I downloaded the fastqs from this page: https://www.ebi.ac.uk/biostudies/arrayexpress/studies/E-MTAB-9543/sdrf I only downloaded files from Patient 386C and Patient 432C (Sort by "Patient").
Is there a specific sample from those patients that is giving you the issue or are they all giving you an issue?
All of them except for ERR9924270 (transverse colon) fail to reach the end of the pipeline.
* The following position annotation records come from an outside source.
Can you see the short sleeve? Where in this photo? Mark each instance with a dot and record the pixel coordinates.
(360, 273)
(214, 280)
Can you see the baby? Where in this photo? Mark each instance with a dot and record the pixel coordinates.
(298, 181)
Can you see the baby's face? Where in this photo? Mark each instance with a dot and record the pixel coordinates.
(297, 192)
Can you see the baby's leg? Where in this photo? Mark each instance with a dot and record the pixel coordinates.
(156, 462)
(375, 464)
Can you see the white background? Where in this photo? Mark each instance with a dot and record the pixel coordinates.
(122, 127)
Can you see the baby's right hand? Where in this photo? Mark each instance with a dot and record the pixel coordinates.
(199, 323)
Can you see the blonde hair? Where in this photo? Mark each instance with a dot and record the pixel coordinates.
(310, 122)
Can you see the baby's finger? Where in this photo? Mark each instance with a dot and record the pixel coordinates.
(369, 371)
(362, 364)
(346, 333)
I will download one and try it. In the meantime have you verified that your fastq files are complete?
zcat r1.fastq.gz | wc -l
zcat r2.fastq.gz | wc -l
Should have the same number of lines.
You probably have incomplete or corrupted fastq files somewhere. I successfully downloaded and processed this sample:
34G May 9 15:42 Human_colon_16S8117828_S1_L001_R1_001.fastq.gz
82G May 9 19:49 Human_colon_16S8117828_S1_L001_R2_001.fastq.gz
[18:35:09] Done writing unmapped reads
[18:35:09] Done writing 1606475407 reads and 9802001 marked as discarded
[18:35:09] Deleting the temporary bam files
[18:35:13] Done
scsnv count -k ~/scsnv/data/737K-august-2016.txt -l V2_5P -o colon_test/barcode colon_test/run1
scsnv map -l V2_5P -i ~/ref/scsnv/scsnv -g ~/ref/genome.fa -b ./colon_test/barcode -t 24 --bam-write 4 -q 4 -c ~/ref/gene_groups.txt -o colon_test/ colon_test/run1
When I try to run the map step of my pipeline, I keep getting errors that prevent the merged.bam file from being created. The error seems to be different for each run, e.g.,
Data length wrong dl = 606 compared to 605
Error! Inconsistent number of reads between the read1 and read 2 files
error writing sam
I'm running this on a public dataset from the European Nucleotide Archive.